Process Control
The massive increase in processing of food and other consumer products for
distribution worldwide is putting significant pressure on the improvement of
quality, traceability and speed of process. Food processing companies for
example have an imperative to guarantee the excellence and consistency of their
products (meats, grains, fruits) and are increasingly looking into full speed
vision system in order to achieve these results.
For one customer, Princeton Lightwave delivers a multi-spectral camera that adds
line-scan imagery of flowing products at visible and near-infrared
wavelengthsusing detector arrays with CCD and InGaAs materials. This allows a
very accurate separation between good products and rejects. In another
application, Princeton Lightwave has used its laser and system integration
skills in providing very precise infrared light sources which allow to increase
the vision system signal to noise ratios on sorting machines and consequently
their speed and quality.
Medical Diagnostic Tools
As the portion of the GNP that is consumed in health services increases, it
becomes compelling to improve diagnostic and preventative measures for many
growing diseases like diabetes for example. Optical technologies are
increasingly used for this type instrumentation as they have often the
advantage of being non-invasive.
For one customer designing a blood glucose meter for example, PLI supplies a
detector array sensitive from 1200 to 1900nm, which serves as the heart of a
reflectance spectrometer. The wavelength coverage of InGaAs was modified to
extend up to 1900nm through proprietary epitaxial techniques thus allowing
PLI’s customer to cover the two water absorption bands at 1400 and 1800nm and
improved the sensitivity of their instrument.
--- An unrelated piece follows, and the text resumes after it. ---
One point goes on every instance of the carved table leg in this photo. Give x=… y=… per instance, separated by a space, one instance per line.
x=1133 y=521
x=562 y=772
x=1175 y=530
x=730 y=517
Semiconductor Integrated Circuit Diagnostics
The switching of individual transistors in silicon integrated circuits generates
brief, extremely faint pulses of light that can be used to analyze circuit
behavior in activities such as circuit development, quality assurance, and
failure analysis. The ability to detect these faint pulses requires a
photodetector in the near infrared capable of resolving optical signals at the
level of a single photon. PLI’s single photon counting InGaAs APDs are the
highest performance detectors available today for photon counting applications
such as semiconductor diagnostics. They have been optimized for operations in
these exacting situations and are enabling many similar applications.